Selasa, 14 Agustus 2018 23:59 WITA

Kata Kemenkes Soal Bocah di Aceh yang Lumpuh Setelah Vaksin MR

Editor: Fathul Khair Akmal
Kata Kemenkes Soal Bocah di Aceh yang Lumpuh Setelah Vaksin MR
Vaksin Measles Rubella - Reuters

RAKYATKU.COM - Seorang anak berusia 7 tahun bernama Helmi Stanyah dikabarkan mengalami kelumpuhan dan kini hanya mampu berbaring di ranjang RS Zainal Abidin, Banda Aceh. Helmi dikabarkan tak bisa berjalan setelah beberapa hari sebelumnya menjalani imunisasi measles dan rubella (MR). Beruntung, kondisinya kini semakin membaik.

Ibu Helmi, Dewi Rani, menyebutkan bahwa Helmi menjalani imunisasi pada 1 Agustus 2018. Setelahnya, Helmi sempat terkena demam tinggi. Kondisinya bahkan memburuk keesokan harinya hingga kakinya tidak bisa digerakkan.

Dewi pun kemudian melarikannya ke rumah sakit yang ada di Pidie.

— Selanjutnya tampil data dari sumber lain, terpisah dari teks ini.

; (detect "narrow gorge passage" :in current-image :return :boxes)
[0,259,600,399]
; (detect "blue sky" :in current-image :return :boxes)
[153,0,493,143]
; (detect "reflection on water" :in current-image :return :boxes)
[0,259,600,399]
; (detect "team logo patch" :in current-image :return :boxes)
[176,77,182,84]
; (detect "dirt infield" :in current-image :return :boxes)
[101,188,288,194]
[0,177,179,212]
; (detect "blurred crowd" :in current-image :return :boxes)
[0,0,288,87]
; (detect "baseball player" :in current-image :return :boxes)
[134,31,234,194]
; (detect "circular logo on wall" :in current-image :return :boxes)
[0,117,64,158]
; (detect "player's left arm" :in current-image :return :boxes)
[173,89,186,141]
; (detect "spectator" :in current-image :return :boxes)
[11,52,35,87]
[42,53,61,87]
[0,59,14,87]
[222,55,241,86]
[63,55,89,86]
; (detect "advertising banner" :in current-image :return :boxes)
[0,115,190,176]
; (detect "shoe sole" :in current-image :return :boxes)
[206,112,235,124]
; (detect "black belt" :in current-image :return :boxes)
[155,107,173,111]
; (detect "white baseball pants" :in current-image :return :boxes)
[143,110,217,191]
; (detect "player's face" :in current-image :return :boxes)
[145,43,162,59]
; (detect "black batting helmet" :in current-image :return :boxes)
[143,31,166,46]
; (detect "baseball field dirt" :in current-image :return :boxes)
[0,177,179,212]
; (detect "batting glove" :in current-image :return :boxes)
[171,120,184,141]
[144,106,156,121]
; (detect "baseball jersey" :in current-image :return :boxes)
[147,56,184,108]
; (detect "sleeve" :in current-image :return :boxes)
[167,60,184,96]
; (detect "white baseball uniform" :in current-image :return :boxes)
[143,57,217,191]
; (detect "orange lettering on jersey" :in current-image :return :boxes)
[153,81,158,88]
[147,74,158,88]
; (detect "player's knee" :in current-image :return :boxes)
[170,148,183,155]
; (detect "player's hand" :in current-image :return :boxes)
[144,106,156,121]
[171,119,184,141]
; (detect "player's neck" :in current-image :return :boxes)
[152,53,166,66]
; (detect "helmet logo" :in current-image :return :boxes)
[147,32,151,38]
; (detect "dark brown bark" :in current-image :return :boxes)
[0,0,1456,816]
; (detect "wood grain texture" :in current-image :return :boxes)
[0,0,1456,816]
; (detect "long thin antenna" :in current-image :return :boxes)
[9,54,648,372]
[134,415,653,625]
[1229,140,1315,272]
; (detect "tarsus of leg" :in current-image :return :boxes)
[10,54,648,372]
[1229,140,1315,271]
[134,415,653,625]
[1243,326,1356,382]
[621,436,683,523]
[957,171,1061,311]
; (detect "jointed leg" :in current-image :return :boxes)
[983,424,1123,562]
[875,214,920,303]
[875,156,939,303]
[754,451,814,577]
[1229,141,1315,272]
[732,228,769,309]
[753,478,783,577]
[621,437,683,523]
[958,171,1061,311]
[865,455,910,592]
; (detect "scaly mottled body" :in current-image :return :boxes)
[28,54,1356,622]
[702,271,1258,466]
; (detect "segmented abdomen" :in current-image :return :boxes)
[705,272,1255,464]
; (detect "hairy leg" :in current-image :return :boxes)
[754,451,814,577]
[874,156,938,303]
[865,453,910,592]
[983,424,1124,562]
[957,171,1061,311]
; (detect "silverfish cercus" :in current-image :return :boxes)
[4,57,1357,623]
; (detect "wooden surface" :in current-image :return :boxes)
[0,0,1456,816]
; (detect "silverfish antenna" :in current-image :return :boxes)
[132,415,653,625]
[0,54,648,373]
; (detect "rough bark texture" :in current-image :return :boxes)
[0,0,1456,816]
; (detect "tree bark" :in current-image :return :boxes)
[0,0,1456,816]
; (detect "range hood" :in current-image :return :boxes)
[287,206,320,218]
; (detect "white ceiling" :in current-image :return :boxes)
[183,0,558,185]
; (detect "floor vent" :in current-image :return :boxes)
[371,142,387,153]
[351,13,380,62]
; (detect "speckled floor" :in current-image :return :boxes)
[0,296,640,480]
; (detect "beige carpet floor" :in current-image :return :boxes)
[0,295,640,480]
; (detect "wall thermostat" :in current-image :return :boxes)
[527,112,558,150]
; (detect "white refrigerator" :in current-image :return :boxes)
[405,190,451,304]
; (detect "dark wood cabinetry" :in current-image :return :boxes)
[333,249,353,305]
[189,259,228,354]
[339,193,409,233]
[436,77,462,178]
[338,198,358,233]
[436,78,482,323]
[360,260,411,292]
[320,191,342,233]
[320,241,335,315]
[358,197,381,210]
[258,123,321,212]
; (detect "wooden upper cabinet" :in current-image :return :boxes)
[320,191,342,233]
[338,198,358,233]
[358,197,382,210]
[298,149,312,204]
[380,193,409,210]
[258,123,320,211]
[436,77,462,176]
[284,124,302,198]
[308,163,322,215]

Setelah beberapa hari, Helmi kemudian dirujuk ke RS Zainal Abidin, Banda Aceh agar mendapatkan penanganan medis yang lebih baik. Setelahnya, kondisinya membaik dan kakinya kini mulai mampu digerakkan kembali.

“Kondisi Helmi sudah lebih baik. Dulu tangan dan kakinya kaku, kini sudah bisa digerakkan sedikit demi sedikit,” ucap Dewi.

Awalnya, Dewi melarang Helmi menjalani vaksin MR karena sedang demam, tapi Helmi sendiri bersikukuh ingin mendapatkannya.

Kepala Dinas Kesehatan Aceh, dr. Hanif, menyebut kondisi Helmi tidak disebabkan oleh imunisasi MR. Penyakit ini kebetulan saja datang bersamaan saat divaksin MR.

“Tidak terkait sama sekali dengan imunisasi. Vaksin MR tidak menyebabkan efek samping ini,” ucap dr. Hanif.

Hal yang sama juga diungkapkan oleh dr. Kirana Pritasari, MQIH, Direktur Jenderal Kesehatan Kemenkes RI. Menurut dr. Kirana, vaksin ini sudah diuji sehingga sudah jelas apa efek sampingnya. Vaksin ini juga sudah dibuat sedemikian rupa agar tidak menyebabkan efek samping bagi kesehatan.

Meskipun begitu, Kemenkes mengaku akan tetap menelusuri hal ini dan mengirimkan tim ke Aceh untuk melakukan verifikasi. Tim ini khusus untuk menangani Kejadian Ikutan Pasca Imunisasi (KIPI).